The Big and Small of It
Authored by: Ken Nishikawa, Creative Digital Artist
If I had to narrow down one thing I’ve gained over my years working in the creative industry, it’s the value of perspective–from experiences both good and bad that bring life into focus. One such valuable perspective was moving from a large agency to a small one. The three biggest differences? Client rosters, daily workflow and work-life balance.
Due to the sheer bulk of manpower and budgets available at large agencies, they may be better equipped to handle the high volume of work that larger, high-profile clients tend to want. They also have the capacity to deliver faster due to the wider distribution of workflow, increased internal resources, etc. Larger agencies will likely have a diverse assortment of big name clients—resulting in individuals developing a nicely buffed-up portfolio and resume after only a few years. On the downside, bigger clients require staff to be dedicated solely to that account. So, there is less chance for diversity, along with a lack of experience that is gained while working on different clients facing different marketing challenges.
At a smaller agency, while the client roster could still include big names, the volume and variety of work can be vastly different. With less internal resources available, small agencies typically work on less projects at one time. However, with less departments and red tape from management, communication is often swifter, leading to more efficiencies and faster turnaround times. It is normal for boutique agencies to work with smaller companies, generally utilized as a marketing/creative partner. In my experience, while working on high-profile clients is certainly a plus for your resume, it isn’t necessarily a requirement when finding a job, since both large and small clients require a creative mind to solve their unique problems.
Based on my time spent within a large agency, I can attest to the analogy of it being a highly mechanized structure that relies heavily on the use and adherence to process. The advantages of this structure really shine particularly when working with high volumes of work moving at high speed, much like having a finely tuned machine, where the multitude of small parts all move in concert of one another with minimal drag. But similar to the drawbacks found in robots glorified in sci-fi movies, a well-oiled machine may not necessarily possess a certain level of emotional sensitivity. It’s my observation that while levels of empathy exist in both large and small environments, governing policies of a more “mechanized” company tend to yield to the desires of a client over the needs of its employees.
A boutique agency can adopt similar processes found in big agencies, but for me, it feels and functions more like a family collaborating rather than individual pieces operating within a machine. There is much to be praised for the smaller, simpler work community compared to a bulky multi-departmental, heavily process-layered system. Individual actions, abilities and perspectives can carry much more weight within this type of environment.

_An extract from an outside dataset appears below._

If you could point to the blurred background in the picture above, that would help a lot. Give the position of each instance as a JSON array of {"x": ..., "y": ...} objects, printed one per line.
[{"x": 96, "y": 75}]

Thus, lending more opportunities and responsibilities that can grow your skill set whether as a creative or in an account position.
I’ve had my share of hectic, challenging periods in both large and small agencies. Ultimately, you just have to be sensitive to your personal limits. Having a work-life balance is no joke. If you aren’t given the time to mentally decompress, it is surprising how the pressure can build on itself, until even the most level-headed person breaks down. It is about understanding which environment you most flourish in, or finding the right “fit,” that folks needs to be aware of. This goes for agencies of all sizes. Some people thrive in the “well-oiled machine.” They love the process and having a single purpose, in a larger, more systematized company. Mega-budgets are gazed upon in awe and anticipation, and make the impossible timelines and high-stress completely worth it. Long hours can lead to rare friendships as teams work together. Or long hours can be the epitome of Hell – depending on the type of boss you have. There is truth in the “work hard, play harder,” philosophies, and some thrive on beer cart Thursday’s, while others see it as a ploy to keep people in the office.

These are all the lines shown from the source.